L’imperativo per l’Italia (si veda Il Sole-24 Ore del 6 marzo scorso) è eliminare il sistema del bollino adesivo del Poligrafico sulla confezione di medicinali adeguandosi alla serializzazione digitale adottata nel resto d’Europa e introdurre una soluzione “tamper evident” che garantisca che la scatola non possa essere aperta e richiusa inserendo altro al suo interno. I due ministeri per gli Affari europei e della Salute hanno aspettato fino all’ultimo a mettere a punto un decreto che andrebbe approvato in tempi strettissimi per rispettare la scadenza del prossimo 9 febbraio, ma così com’è il testo scontenta tutti. L’Istituto Poligrafico e Zecca dello Stato, intervenendo ieri in audizione, ha ribadito che il sistema pionieristico del bollino adottato in Italia più di 20 anni fa ha garantito sinora una quota di farmaci contraffatti inferiore allo 0,1% nel nostro Paese, «mentre l’analisi condotta dall’Ue sull’efficacia dei sistemi di anticontraffazione in questi primi cinque anni di attuazione del regolamento 2016/161 ha evidenziato aspetti critici, come il fatto che il 26% dei farmaci dispensati non viene tracciato e gli strumenti di controllo sono inadeguati».
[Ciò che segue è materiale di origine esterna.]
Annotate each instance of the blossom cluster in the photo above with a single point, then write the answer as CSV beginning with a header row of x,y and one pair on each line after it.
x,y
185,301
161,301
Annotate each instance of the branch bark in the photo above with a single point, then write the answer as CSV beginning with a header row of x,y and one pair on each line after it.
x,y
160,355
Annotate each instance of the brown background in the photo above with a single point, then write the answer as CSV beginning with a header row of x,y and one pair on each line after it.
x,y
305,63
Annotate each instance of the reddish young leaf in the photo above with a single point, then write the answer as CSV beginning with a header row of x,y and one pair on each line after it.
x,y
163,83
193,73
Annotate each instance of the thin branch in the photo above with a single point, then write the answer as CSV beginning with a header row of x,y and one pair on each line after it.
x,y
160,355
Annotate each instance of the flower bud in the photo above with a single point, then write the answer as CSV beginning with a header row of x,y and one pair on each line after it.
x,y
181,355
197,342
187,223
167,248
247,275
A rischio la competitività del settore farmaceutico

L’idea di mantenere in Italia un sistema a sé stante (chiusure tamper evident stampate dall’Ipzs) come dispositivo antimanomissione, vorrebbe dire far rientrare dalla finestra il bollino monopolio dello Stato che il regolamento Ue faceva uscire dalla porta in nome della digitalizzazione e dell’omogeneizzazione delle regole. «Questo creerebbe un ulteriore onere a carico delle sole aziende che operano in Italia con fermo macchine e mancata produzione per adeguare le linee produttive – spiega il presidente di Farmindustria – e renderebbe ancora meno attrattivo il nostro Paese per gli operatori internazionali del pharma, con conseguenti problemi di approvvigionamento dei medicinali, minando occupazione e il Pil del nostro Paese e contravvenendo al principio di libera concorrenza dentro l’Ue. Ricordo che la farmaceutica è il secondo settore in Italia per saldo attivo dell’export e garantisce 70mila posti di lavoro diretti».